Les pagnes publicitaires du Tukguili, ou en voit de toutes les couleurs, mais ils sont à dominante rouge et vert. Comme le drapeau du Faso. Sur ces pagnes encore, il y a tous les formats du portrait de l’Enfant terrible, toujours souriant. En modèle réduit, sur un seul pagne, on peut compter jusqu’à 20 Enfants terribles, toujours souriant. Il y a aussi le super format, le maxi format avec un seul Enfant terrible sur un pagne. Mais quel Enfant terrible ! Un Enfant terrible à faire peur tellement il ressemble au vrai.

J’ai assisté une fois à une scène, à la sortie d’un culte. Un fidèle croyant avait assisté à l’office habillé d’un boubou ample, du genre ‘‘yorba’’. Sur son boubou, un Enfant terrible géant à l’avant et un Enfant terrible géant à l’arrière. Les membres du service d’ordre le prirent en aparté. D’une voix basse et calme ils tentaient de le persuader de ne plus assister au culte avec son boubou à Enfant terrible géant. Ils lui disaient :

- Frère, faut faire pardon. Ici c’est un lieu de prière qui regroupe plusieurs sensibilités.... Il faut donc éviter de venir avec ce boubou et ces grands portraits…

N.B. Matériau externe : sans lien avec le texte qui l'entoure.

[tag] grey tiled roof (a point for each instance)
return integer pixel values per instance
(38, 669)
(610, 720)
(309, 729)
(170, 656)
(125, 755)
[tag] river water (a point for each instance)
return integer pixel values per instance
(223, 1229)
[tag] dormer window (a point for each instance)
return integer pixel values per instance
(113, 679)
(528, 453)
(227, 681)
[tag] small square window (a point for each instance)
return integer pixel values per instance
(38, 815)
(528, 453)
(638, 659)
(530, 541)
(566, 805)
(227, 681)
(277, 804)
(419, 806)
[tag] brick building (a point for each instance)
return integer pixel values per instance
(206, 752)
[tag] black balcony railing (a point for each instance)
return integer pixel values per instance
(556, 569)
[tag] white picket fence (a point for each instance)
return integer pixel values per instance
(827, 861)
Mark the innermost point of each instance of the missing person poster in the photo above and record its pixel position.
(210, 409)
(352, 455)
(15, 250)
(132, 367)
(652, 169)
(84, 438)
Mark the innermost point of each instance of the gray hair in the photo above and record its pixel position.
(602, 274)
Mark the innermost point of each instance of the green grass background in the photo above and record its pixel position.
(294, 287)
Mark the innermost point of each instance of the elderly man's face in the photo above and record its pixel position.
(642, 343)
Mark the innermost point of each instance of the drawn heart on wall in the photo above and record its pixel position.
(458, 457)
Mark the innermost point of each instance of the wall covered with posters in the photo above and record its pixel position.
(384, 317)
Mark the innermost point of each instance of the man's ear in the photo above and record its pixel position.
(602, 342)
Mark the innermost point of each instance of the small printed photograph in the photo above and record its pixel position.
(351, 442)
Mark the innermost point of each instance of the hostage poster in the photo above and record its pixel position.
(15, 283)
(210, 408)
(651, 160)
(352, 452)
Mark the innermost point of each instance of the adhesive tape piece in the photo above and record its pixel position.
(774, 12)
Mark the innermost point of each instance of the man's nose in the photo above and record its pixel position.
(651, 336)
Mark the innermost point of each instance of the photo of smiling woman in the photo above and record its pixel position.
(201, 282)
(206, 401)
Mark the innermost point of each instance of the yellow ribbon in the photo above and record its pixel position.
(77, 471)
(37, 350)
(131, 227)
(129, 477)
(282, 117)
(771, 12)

Et le fidèle de s’étonner.

- Ne plus venir avec mon boubou ? Mais pourquoi ? Y a rien de mal.

- Y a rien de mal… Mais il y a les photos. Devant et derrière. Faut faire pardon.

- Les photos ? Mais ce sont les photos de l’Enfant terrible....

- Tout justement… Comme ce sont les photos de l’Enfant terrible, faut faire pardon.

- C’est mon Enfant terrible.

- C’est ton Enfant terrible. C’est notre Enfant terrible aussi.

- Alors ?

- Ça pourrait ne pas être l’Enfant terrible de tous ici. Faut faire pardon.

A ce moment, passa un jeune homme portant un tee-shirt et l’Enfant terrible en effigie. Le même Enfant terrible… mais en plus petit… et toujours souriant.

Alors, le fidèle au boubou yorba d’attirer l’attention du groupe de service d’ordre.

- Vous voyez ? Voilà un autre qui porte l’Enfant terrible. Nous sommes nombreux à porter l’Enfant terrible vous savez.

- D’accord, mais ce n’est pas la même chose…Lui il est en tee-shirt.... avec un petit Enfant terrible… Alors que ton Enfant terrible à toi… mon vieux !

Avis au Président Directeur Général du Tukguili… Les pagnes multicolores d’un rouge vif sont très jolis et font de l’effet. Mais il faudrait veiller à mettre en place un ‘‘service après élection’’ pour s’assurer que ceux qui ont acquis un pagne Tukguili en font un bon usage. Sur Charles De Gaulle, à une centaine de mètres du Scolasticat, il y a un mécano qui a installé son ‘‘atelier par terre’’. Rien de mal. Sauf que ce mécano porte un pagne Tukguili très sale, noirci par les graisses et les huiles de moteur.  Un crime de lèse – majesté.